Celui-ci fit un mouvement et porta sa main à sa poitrine. Une expression de terreur indicible envahit ses traits : — Les corbeaux ! balbutia-t-il, et il s’évanouit de nouveau.

— Allons ! se dit Isacesco, un Roumain n’abandonne pas un Roumain !

Et, rechargeant son ami sur des robustes épaules, il commença à gravir lentement l’autre versant de la vallée. La descente avait été peu aisée, la montée fut pénible. Isacesco se heurtait à chaque instant aux aspérités du sol, plus souvent encore aux monceaux de corps que de vieux troncs d’arbres retenaient accrochés. Il servait de point de mire aux carabines turques ; une balle perça d’outre en outre sa càciulà, une autre traversa la manche de son uniforme. Le moindre faux pas pouvait amener une chute fatale au courageux Valaque, mais une puissance mystérieuse semblait le protéger, et, après une demi-heure d’angoisses et d’efforts inouïs, il atteignit le sommet du talus.

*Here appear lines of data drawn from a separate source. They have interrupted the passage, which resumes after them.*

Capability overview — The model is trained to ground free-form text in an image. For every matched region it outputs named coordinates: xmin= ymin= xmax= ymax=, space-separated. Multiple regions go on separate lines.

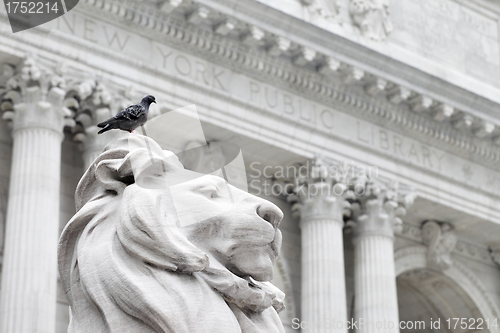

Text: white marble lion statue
xmin=58 ymin=135 xmax=284 ymax=333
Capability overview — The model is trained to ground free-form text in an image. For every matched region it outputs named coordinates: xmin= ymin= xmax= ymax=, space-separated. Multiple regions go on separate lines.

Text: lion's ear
xmin=95 ymin=158 xmax=134 ymax=194
xmin=117 ymin=186 xmax=210 ymax=273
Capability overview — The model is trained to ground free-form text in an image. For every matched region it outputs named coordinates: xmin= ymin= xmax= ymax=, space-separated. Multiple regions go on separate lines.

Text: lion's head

Quand il se vit en rase campagne, il se sentit sauvé, et, présentant la gourde aux lèvres contractées de Rélia toujours évanoui, il interrogea, avec une tendresse fraternelle, les traits décolorés de son ami.

— Pauvre garçon ! fit-il, encore dix minutes et ce sera fini !

Une larme, vite essuyée, brilla dans l’œil du soldat.

— Il était bon, s’il n’était pas brave, ajouta-t-il comme pour justifier un moment de faiblesse.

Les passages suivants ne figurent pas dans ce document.